No sooner than such poems were published in a ‘chaste’ language like Urdu, they became a succes de scandale and were hailed as the beginning of a new movement. It is, nonetheless, not only the subject matter but the technique of juxtaposition that becomes the poet’s forte in many of his poems. In some, as the one quoted below is in a higher than usual key on the harmonium of his poetry.
How best she could control him /By the force of a leg-squeeze alone. /I admired her dexterity. / Rising and dripping of salty sweat / Drop by drop, drip, drip, drip / To the churn of merry-go-round / The horse became wooden; / Sprinting and scampering and kicking / The high note once trilling / Sagged chillingly chilling, / Unmanned by her lover-trainer. / Up and down, up and down / Turning nowhere round and round / To the knowing smirk of the creaky bed.

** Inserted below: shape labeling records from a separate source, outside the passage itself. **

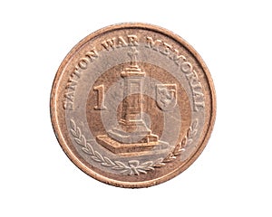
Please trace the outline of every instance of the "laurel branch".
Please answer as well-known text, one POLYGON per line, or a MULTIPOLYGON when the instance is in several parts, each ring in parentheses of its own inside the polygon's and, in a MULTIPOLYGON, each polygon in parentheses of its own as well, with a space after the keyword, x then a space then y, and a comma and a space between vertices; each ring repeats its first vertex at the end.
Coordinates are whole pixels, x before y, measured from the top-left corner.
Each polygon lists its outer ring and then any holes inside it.
POLYGON ((161 167, 167 163, 174 161, 178 156, 180 156, 181 153, 185 151, 185 147, 192 142, 194 136, 197 134, 198 127, 198 119, 195 119, 189 127, 187 135, 181 142, 179 143, 165 158, 160 157, 155 161, 146 161, 141 164, 138 160, 130 160, 127 164, 124 164, 121 161, 111 160, 109 157, 101 155, 98 151, 95 151, 92 146, 82 134, 80 127, 76 126, 74 120, 71 119, 70 123, 70 131, 73 139, 76 144, 82 146, 82 150, 85 154, 89 155, 93 161, 100 163, 102 166, 110 167, 112 170, 119 171, 121 174, 129 175, 147 174, 148 171, 154 170, 155 167, 161 167))

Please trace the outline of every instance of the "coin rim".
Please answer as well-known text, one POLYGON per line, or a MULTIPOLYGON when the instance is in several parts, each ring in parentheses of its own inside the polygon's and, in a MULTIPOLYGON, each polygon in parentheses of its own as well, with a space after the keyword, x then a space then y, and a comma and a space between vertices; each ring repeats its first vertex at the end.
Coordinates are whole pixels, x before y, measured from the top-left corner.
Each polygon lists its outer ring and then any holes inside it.
POLYGON ((211 132, 212 132, 212 129, 213 129, 213 127, 214 127, 214 123, 215 123, 215 118, 216 118, 216 109, 217 109, 216 108, 216 92, 215 92, 214 83, 213 83, 213 80, 211 79, 209 71, 207 65, 205 64, 204 61, 200 57, 200 55, 196 52, 196 50, 194 50, 194 48, 191 45, 189 45, 183 38, 181 38, 178 34, 176 34, 176 33, 172 33, 172 32, 170 32, 167 29, 164 29, 162 27, 153 25, 153 24, 143 24, 143 23, 121 23, 121 24, 113 24, 113 25, 109 25, 107 27, 102 28, 102 29, 89 34, 88 36, 86 36, 85 38, 81 40, 68 52, 68 54, 65 56, 65 58, 62 61, 60 67, 58 68, 58 71, 57 71, 56 75, 55 75, 54 80, 53 80, 53 83, 52 90, 51 90, 51 96, 50 96, 50 116, 51 116, 51 121, 52 121, 53 128, 54 134, 56 136, 56 138, 57 138, 59 144, 61 145, 63 150, 64 151, 64 153, 66 154, 68 158, 78 168, 80 168, 82 171, 83 171, 85 174, 89 175, 92 178, 97 179, 98 181, 101 181, 102 183, 105 183, 105 184, 111 184, 111 185, 115 185, 115 186, 118 186, 118 187, 125 187, 125 188, 141 188, 141 187, 150 187, 150 186, 152 186, 152 185, 156 185, 156 184, 164 183, 164 182, 177 176, 178 175, 180 175, 183 171, 185 171, 189 166, 190 166, 196 161, 196 159, 199 157, 199 156, 202 153, 203 149, 207 146, 207 143, 208 143, 208 141, 210 137, 210 135, 211 135, 211 132), (103 34, 105 33, 112 32, 112 31, 115 31, 115 30, 120 30, 120 29, 126 29, 126 28, 135 28, 135 29, 141 28, 141 29, 153 31, 155 33, 162 33, 162 34, 164 34, 168 37, 170 37, 170 38, 174 39, 177 42, 179 42, 181 45, 183 45, 184 47, 186 47, 186 49, 188 49, 188 51, 190 52, 191 54, 200 63, 200 66, 201 66, 204 73, 207 76, 208 84, 209 84, 209 90, 210 90, 210 100, 211 100, 210 122, 209 122, 209 127, 207 129, 206 135, 204 136, 204 140, 203 140, 202 144, 199 145, 199 149, 195 152, 195 154, 182 166, 179 166, 177 169, 175 169, 175 170, 173 170, 173 171, 168 173, 167 175, 165 175, 163 176, 160 176, 159 178, 156 178, 156 179, 153 179, 153 180, 149 180, 149 181, 142 181, 142 182, 125 182, 125 181, 119 181, 119 180, 111 179, 111 178, 105 177, 105 176, 103 176, 103 175, 102 175, 98 173, 95 173, 91 168, 86 166, 84 164, 83 164, 83 162, 81 162, 73 155, 72 150, 69 148, 69 146, 66 144, 66 142, 64 140, 64 137, 63 137, 62 129, 61 129, 60 125, 58 123, 58 120, 56 118, 57 113, 58 113, 57 106, 56 106, 57 101, 58 101, 57 90, 58 90, 58 88, 59 88, 59 83, 61 81, 61 77, 62 77, 63 73, 64 73, 63 71, 63 70, 65 67, 65 65, 67 64, 67 62, 69 61, 69 60, 88 41, 90 41, 90 40, 92 40, 95 37, 98 37, 99 35, 103 34))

Teachers of poetry always harp upon words like coherence, appropriateness, consistency, organic unity – all leading to effectiveness. The present poet says that he has lived two lives in one life-span as a poet, one that made him a classroom critic and the other that naturally made him deny that existence. The new jargon that has come into being is ambiguity, complexity, tension – the last being by far the most important. It is strain and stress that is put on key lines that a make a poem ‘holler it out’ loudly or ‘breathe out an inaudible sigh’ that is more important than coherence and consistency. A maximum of twenty poems in this book can be placed in this category where ambiguity is piled upon ambiguity leading to the complexity and tension that cries out for solution. Here is an example from a poem titled Back in the Village.
What do you say of dying? / Hair sprouting in the ground – / Can you see from your roots? / Oh, you can say now / I was double-dared and dying of excess. / Excess of what? / Of blackboard-and-classroom-castrations? / Coffee House carousals? / Library lubrications with eye-drops? / O professor, be careful of what they call / Moral turpitude.

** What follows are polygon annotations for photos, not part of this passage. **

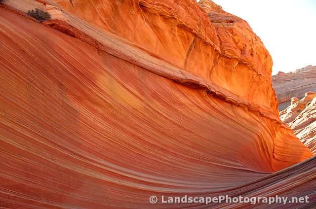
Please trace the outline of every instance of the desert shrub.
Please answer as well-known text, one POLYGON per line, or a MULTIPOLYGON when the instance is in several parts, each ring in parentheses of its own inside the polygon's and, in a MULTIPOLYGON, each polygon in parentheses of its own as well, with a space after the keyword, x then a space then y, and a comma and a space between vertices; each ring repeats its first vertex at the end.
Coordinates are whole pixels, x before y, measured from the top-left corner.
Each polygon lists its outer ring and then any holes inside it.
POLYGON ((50 14, 49 14, 48 12, 37 8, 35 9, 35 10, 34 9, 29 10, 28 11, 28 14, 40 21, 47 20, 51 18, 50 14))

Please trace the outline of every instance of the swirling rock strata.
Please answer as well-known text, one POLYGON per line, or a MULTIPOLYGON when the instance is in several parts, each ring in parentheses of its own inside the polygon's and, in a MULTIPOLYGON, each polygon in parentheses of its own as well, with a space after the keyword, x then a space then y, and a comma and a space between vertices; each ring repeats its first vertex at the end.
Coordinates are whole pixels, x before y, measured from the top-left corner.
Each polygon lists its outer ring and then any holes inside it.
POLYGON ((40 24, 7 3, 1 206, 240 208, 149 198, 314 185, 312 153, 278 118, 271 57, 240 18, 191 0, 47 0, 58 15, 40 24))
POLYGON ((297 73, 279 73, 272 76, 280 111, 290 105, 292 97, 301 99, 305 93, 316 92, 316 70, 302 71, 302 72, 297 73))

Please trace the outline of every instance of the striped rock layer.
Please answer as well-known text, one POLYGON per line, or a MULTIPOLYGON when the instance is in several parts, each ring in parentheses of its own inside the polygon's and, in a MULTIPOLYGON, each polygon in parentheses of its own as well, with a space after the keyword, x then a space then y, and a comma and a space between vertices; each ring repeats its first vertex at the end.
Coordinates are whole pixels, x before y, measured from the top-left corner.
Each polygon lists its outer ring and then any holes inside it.
POLYGON ((316 161, 279 119, 245 21, 209 1, 19 1, 0 5, 0 208, 315 206, 316 161))

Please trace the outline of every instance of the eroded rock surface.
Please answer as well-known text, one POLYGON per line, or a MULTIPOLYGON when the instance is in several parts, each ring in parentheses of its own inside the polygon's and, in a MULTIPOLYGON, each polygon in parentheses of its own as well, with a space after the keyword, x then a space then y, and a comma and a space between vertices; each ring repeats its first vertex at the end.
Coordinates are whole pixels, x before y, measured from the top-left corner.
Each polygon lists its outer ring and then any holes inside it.
POLYGON ((313 153, 316 152, 316 93, 307 92, 301 100, 292 98, 291 105, 280 112, 280 118, 313 153))
POLYGON ((279 73, 272 76, 272 82, 279 103, 279 110, 282 111, 290 105, 292 97, 301 99, 307 92, 316 92, 316 70, 279 73))
POLYGON ((21 2, 56 15, 0 7, 6 208, 253 206, 149 201, 223 191, 315 204, 315 158, 279 119, 271 56, 245 21, 211 1, 21 2))

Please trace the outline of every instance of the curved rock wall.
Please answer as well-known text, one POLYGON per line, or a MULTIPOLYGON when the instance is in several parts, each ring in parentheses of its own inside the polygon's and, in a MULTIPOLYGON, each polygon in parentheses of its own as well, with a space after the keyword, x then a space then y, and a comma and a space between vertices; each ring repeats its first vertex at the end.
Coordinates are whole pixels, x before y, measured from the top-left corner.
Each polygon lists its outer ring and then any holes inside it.
POLYGON ((278 118, 271 57, 244 21, 189 0, 47 1, 67 22, 0 7, 4 207, 239 208, 149 198, 293 182, 304 195, 314 158, 300 163, 312 154, 278 118))

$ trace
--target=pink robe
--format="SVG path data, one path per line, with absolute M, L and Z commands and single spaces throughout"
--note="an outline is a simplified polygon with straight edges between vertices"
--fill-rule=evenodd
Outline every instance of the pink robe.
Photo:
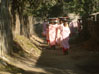
M 47 25 L 47 24 L 48 24 L 48 22 L 44 22 L 44 23 L 43 23 L 43 32 L 42 32 L 42 35 L 43 35 L 43 36 L 46 36 L 46 27 L 47 27 L 46 25 Z
M 62 27 L 61 29 L 61 46 L 64 49 L 69 49 L 69 35 L 70 29 L 69 27 Z
M 51 46 L 56 44 L 56 28 L 57 25 L 50 25 L 48 28 L 47 40 Z

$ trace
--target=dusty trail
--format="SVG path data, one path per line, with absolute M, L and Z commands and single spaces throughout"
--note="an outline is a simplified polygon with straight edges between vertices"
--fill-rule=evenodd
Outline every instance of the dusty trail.
M 69 54 L 63 55 L 60 48 L 53 50 L 38 37 L 31 37 L 31 42 L 41 54 L 36 58 L 9 58 L 9 64 L 21 69 L 16 74 L 99 74 L 99 53 L 87 51 L 82 44 L 71 44 Z M 0 74 L 15 73 L 0 71 Z

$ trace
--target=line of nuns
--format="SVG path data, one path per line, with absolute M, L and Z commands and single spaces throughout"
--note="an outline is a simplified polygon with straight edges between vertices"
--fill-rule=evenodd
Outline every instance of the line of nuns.
M 43 36 L 46 36 L 47 43 L 55 49 L 60 46 L 63 54 L 67 55 L 69 46 L 69 36 L 71 28 L 68 25 L 68 17 L 49 18 L 43 23 Z M 71 24 L 71 23 L 70 23 Z

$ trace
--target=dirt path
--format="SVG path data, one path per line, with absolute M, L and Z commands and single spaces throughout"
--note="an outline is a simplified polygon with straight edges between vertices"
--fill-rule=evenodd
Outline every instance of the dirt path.
M 11 59 L 10 63 L 21 70 L 0 74 L 99 74 L 99 53 L 87 51 L 81 44 L 72 44 L 69 55 L 63 55 L 60 48 L 53 50 L 37 37 L 32 41 L 41 49 L 41 55 L 36 59 Z

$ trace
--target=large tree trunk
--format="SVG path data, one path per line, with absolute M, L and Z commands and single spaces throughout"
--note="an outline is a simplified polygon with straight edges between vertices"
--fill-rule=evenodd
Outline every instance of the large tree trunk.
M 9 0 L 1 0 L 0 3 L 0 58 L 9 55 L 12 50 L 13 37 L 8 2 Z

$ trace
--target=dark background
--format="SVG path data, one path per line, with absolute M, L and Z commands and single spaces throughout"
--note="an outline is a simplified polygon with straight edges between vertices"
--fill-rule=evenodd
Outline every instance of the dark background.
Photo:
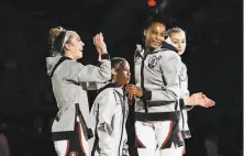
M 207 156 L 206 138 L 215 142 L 222 156 L 242 155 L 242 0 L 169 0 L 160 12 L 169 14 L 168 27 L 186 30 L 182 60 L 190 92 L 202 91 L 217 102 L 189 112 L 187 156 Z M 49 131 L 57 110 L 45 70 L 48 30 L 62 25 L 77 31 L 86 44 L 85 63 L 97 60 L 92 36 L 102 32 L 111 56 L 133 65 L 148 9 L 146 0 L 0 2 L 0 127 L 11 156 L 55 155 Z M 92 101 L 95 92 L 89 96 Z

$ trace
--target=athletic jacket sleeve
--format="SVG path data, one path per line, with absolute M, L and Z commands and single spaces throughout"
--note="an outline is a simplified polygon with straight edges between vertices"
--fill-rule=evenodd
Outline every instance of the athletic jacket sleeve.
M 84 66 L 77 62 L 65 62 L 62 69 L 63 78 L 67 81 L 80 82 L 106 82 L 111 79 L 111 62 L 109 54 L 102 54 L 101 66 Z
M 112 131 L 113 131 L 113 116 L 115 110 L 114 94 L 108 91 L 108 94 L 102 94 L 98 105 L 98 124 L 97 133 L 99 138 L 99 156 L 113 156 L 113 144 L 112 144 Z
M 126 133 L 126 129 L 124 127 L 123 130 L 123 156 L 130 156 L 129 154 L 129 146 L 127 146 L 127 133 Z
M 162 90 L 143 90 L 143 99 L 151 101 L 175 101 L 179 97 L 180 57 L 176 52 L 165 51 L 159 60 L 163 79 Z

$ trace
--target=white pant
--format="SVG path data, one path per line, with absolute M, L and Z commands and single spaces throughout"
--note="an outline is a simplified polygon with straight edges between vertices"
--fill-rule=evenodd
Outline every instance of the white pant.
M 81 129 L 81 124 L 78 123 L 78 132 L 79 132 L 79 142 L 80 142 L 80 149 L 85 153 L 85 156 L 89 156 L 89 145 L 88 141 L 84 135 L 84 131 Z M 69 141 L 56 141 L 54 142 L 54 147 L 57 153 L 57 156 L 73 156 L 71 153 L 68 155 L 69 151 Z
M 173 132 L 171 121 L 135 122 L 138 156 L 181 156 L 174 143 L 165 148 Z M 180 138 L 181 140 L 181 138 Z

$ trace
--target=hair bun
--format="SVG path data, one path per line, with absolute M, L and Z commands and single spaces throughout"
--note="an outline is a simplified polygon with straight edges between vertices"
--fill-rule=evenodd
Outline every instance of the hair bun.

Is it a teacher who has been seducing his students all his life? The last five lines would give a clear hint of this ‘moral turpitude’ the excess of which has brought him (or her) to ‘dying’, with hair sprouting in the ground? It is definitely not the case, for the beginning of the poem doesn’t qualify the end to be interpreted in this way. This exactly is what I call ambiguity leading to complexity and then to the final tension before it is resolved.
Finally, a funny finding by me is the present poet’s peculiar interest in Ezra Pound. . Even an innocuous poem with a subject like a bath tub becomes a symbolic ‘dug-in’ female cave for a man to enter. Poor Ezra! He wrote just a few lines that I need not quote for the present poet has quote marked a few extracts in his own poem. Here is a sliver of the poem.
With Ezra it was a ‘much praised’ / ‘but-not-altogether-satisfactory lady’, / With me it is adequate and gratifying / Even soaking and drenching bathtub satiety. / To Ezra white porcelain lining was welcome / To me the size of the tub matters / Its shape, trim and fettle are important / Fitness and form are recompense / Fuzzier and denser – better for me.
The love-hate relationship with Ezra Pound apart, there are quite a few other poems in this collection that echo the topics chosen by American and English poets in their own times but find an inter-textual tone and meaning.
What Caroline Greene has said about Anand’s poetry rings quite true. Her opinion is that nothing extraordinary has happened in American poetry in the past half a century, and if an Urdu poet of the stature of Satyapal Anand has chosen to bring his treasure house to the English speaking world, it is likely to change the entire scenario here. It is precisely because the poet recovers the extra-cultural, historic-mythological ground of humanity as a whole that the American poets have lost in their preoccupation with the local and the ‘immediate present’ in terms of time and place.